Indian Containers may work out 30 per cent cheaper than the Chinese ones says CONCOR Chief

2021-03-06 16:43:47 Shipping News

While the Global shipping industry which is facing acute shortage of containers used in transport of goods in ships for the past one year, the indian industry broke a good news that it can manufacture them at 30 per cent less cost than the one manufactured in China, which currently enjoys a near monopoly in the international market.

We need to see how we can reduce the cost of production to compete globally

Currently, there is a cost difference of about 25-30 per cent in containers made in India and abroad. “We need to see how we can reduce the cost of production to compete globally, Chairman of the container corporation of India V Kalyana Rama  chairman and Managing director of CONCOR told a news conference.

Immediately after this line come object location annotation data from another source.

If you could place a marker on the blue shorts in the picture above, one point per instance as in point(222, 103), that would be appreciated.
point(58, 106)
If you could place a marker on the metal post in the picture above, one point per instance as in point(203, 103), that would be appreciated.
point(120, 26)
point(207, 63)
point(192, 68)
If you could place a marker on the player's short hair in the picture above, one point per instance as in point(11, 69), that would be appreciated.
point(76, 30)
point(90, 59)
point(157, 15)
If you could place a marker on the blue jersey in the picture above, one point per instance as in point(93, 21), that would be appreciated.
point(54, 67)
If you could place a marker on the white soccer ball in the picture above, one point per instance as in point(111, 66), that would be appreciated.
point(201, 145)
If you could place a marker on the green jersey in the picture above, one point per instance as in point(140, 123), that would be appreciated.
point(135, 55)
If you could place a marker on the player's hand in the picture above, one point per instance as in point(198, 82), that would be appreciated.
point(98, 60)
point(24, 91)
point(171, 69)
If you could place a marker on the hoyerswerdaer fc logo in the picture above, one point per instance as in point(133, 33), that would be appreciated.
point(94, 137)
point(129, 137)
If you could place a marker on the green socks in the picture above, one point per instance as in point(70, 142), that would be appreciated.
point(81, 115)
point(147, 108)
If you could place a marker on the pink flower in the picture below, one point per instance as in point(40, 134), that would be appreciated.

He said Container Corporation of India (Concor) said it will no longer depend on China for its requirements for containers and will meet its need for around 8, 000 containers from domestic manufacturers.

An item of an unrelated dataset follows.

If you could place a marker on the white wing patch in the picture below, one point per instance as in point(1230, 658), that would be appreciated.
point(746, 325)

As of now there is no manufacturing capability in India

“As of now, all containers are imported because there is no manufacturing capability in India. We want to push India as a manufacturing hub for containers… Our requirement is 8,000 containers every year for the next five years. This is enough to support the start of manufacturing in India.

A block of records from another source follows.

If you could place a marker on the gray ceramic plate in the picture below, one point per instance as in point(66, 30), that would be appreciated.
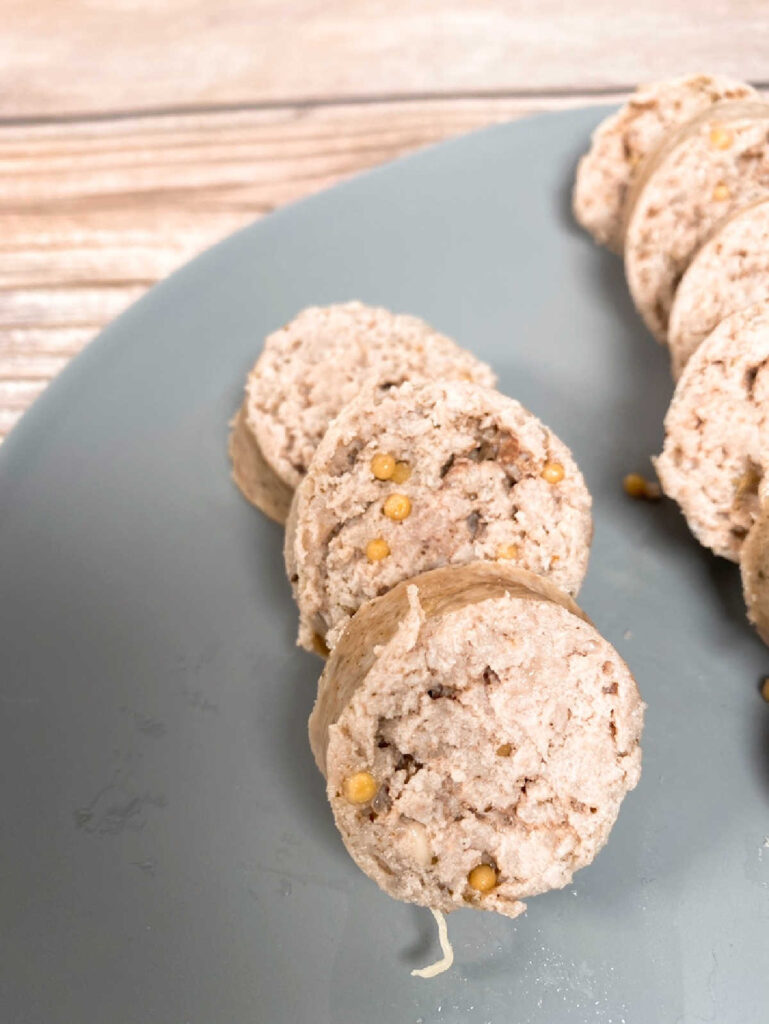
point(167, 853)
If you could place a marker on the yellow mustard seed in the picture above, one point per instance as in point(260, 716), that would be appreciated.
point(377, 549)
point(482, 879)
point(397, 507)
point(721, 137)
point(383, 466)
point(401, 472)
point(507, 551)
point(553, 472)
point(360, 787)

Concor, which spends about  Rs 200 crore annually on procurement of containers, has already given a developmental order for 1,000 containers each to Bharat Heavy Electricals (BHEL) and Braithwaite & Co -- both public sector undertakings. Concor said it will soon issue tenders for the remaining 6,000 containers wherein only domestic firms will be able to participate as per certain government rules.

Two public sector companies BHEL and Braithwaiter are developing prototypes currently

He added that it is important that containers made in India are globally competitive as there is a huge demand for containers in the global market. The two public sector companies BHEL and Braithwaiter are developing prototypes currently and testing results should be out by April.